The curvature $\kappa$ is caluclated as
$$ \kappa=\frac{x'y'' - y'x''}{\sqrt{({x'}^2+{y'}^2)^3}} $$
Solving the equation above for a curvature $\kappa_1$ would first involve getting rid of the square root, so we have
$$ \kappa_1^2=\frac{(x'y'' - y'x'')^2}{({x'}^2+{y'}^2)^3} $$
This can be multiplied with $({x'}^2+{y'}^2)^3$, expanded, factored and moved to one side of the equation. For a cubic Bézier curve $x'$ and $y'$ have degree 2, so this will result in a polynomial of degree 12 that we have to find the roots for.
Although I am not too happy with having to solve a polynomial of degree 12, I understand what needs to be done to get there.

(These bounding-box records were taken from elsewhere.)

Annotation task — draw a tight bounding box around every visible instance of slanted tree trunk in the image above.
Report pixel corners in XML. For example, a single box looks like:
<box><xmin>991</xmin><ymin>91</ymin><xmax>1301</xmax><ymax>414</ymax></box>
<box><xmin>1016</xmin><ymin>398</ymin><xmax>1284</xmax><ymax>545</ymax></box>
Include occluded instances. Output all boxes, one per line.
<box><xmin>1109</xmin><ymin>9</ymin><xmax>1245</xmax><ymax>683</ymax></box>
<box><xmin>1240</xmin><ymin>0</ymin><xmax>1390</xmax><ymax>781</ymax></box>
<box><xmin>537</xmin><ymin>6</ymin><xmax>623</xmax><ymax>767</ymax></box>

What I do not understand is this:
Since a cubic bezier curve can have up to five curvature extrema plus two inflection points (see this excellent answer), I assume that for non-degenerate cases there should be no more than six points with curvature $\kappa_1$ on the curve. But a polynomial of degree 12 can have up to 12 roots. What does this mean? Is my assumption wrong that there can be only six points with $\kappa_1$? Or will all roots occur twice? If so, does this mean that there is a chance to reduce our polynomial to degree 6?
The reason is that due to squaring, not only the solutions for $\kappa_1$, but also the solutions for $-\kappa_1$ will be found. Therefore the squared equation can have twice the number of solutions as the original equation.